Evergreen Availability Monitoring
This page contains information to help setup an Evergreen availability monitoring system to monitor your Evergreen system.
Presentations & Examples
What to Monitor
Ideas on what to monitor to know how your Evergreen system is performing. This is roughly ordered from the top of the software stack to the bottom.
Load Balancer
Monitor the status of your load balancer. Is it currently running, are all the backends considered active. How many redirects a minute is it handling.
Apache Server Processes
Is the apache2 process running?
How many apache2 processes are running compared with the max allowed?
How much memory are the apache2 processes using?
Are there any runaway apache2 processes using too much CPU?
Are the http/https/websockets ports open and accessible?
How many requests per second? Bytes sent/received?
How many errors of various types were found in the logs?
Monitoring the response time for various web page loads will give you a good glimpse of how your system is performing for users.
Some ideas of areas to monitor.
Main Opac Page
Record Detail Page
Search Results using various options
Patron Login / account summary
UNAPI results
HTTP Opensrf gateway requests
SIP Server
Is the SIP Server process running?
How many processes are running compared with the max number allowed?
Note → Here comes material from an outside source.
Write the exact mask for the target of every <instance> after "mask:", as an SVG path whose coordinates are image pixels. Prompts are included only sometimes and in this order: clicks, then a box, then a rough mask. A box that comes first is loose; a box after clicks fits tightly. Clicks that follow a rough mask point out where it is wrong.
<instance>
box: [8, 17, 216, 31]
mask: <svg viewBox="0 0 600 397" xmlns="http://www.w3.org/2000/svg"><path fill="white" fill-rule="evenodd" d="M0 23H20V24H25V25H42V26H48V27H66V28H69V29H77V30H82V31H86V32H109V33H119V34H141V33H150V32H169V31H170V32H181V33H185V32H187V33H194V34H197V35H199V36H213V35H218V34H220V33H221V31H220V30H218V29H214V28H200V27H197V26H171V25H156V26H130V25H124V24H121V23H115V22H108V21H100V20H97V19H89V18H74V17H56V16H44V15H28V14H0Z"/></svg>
Is the SIP port open(TCP 6001) and responding to requests?
NCIP Server
Z39.50 Server
Is the Z39.50 Server process running?
How many processes are running compared with the max number allowed?
Is the Z39.50 port open(TCP 210) and responding to requests?
OpenSRF Services
Are the opensrf router processes running?
Is there one listener process and at least one drone process for each service enabled?
Are the number of drone processes close to the max_children settings for that service?
Reporter
Action Trigger
Are there any stale action_trigger_runner.pl lock files?
How many pending events are there compared with your libraries normal level of pending events.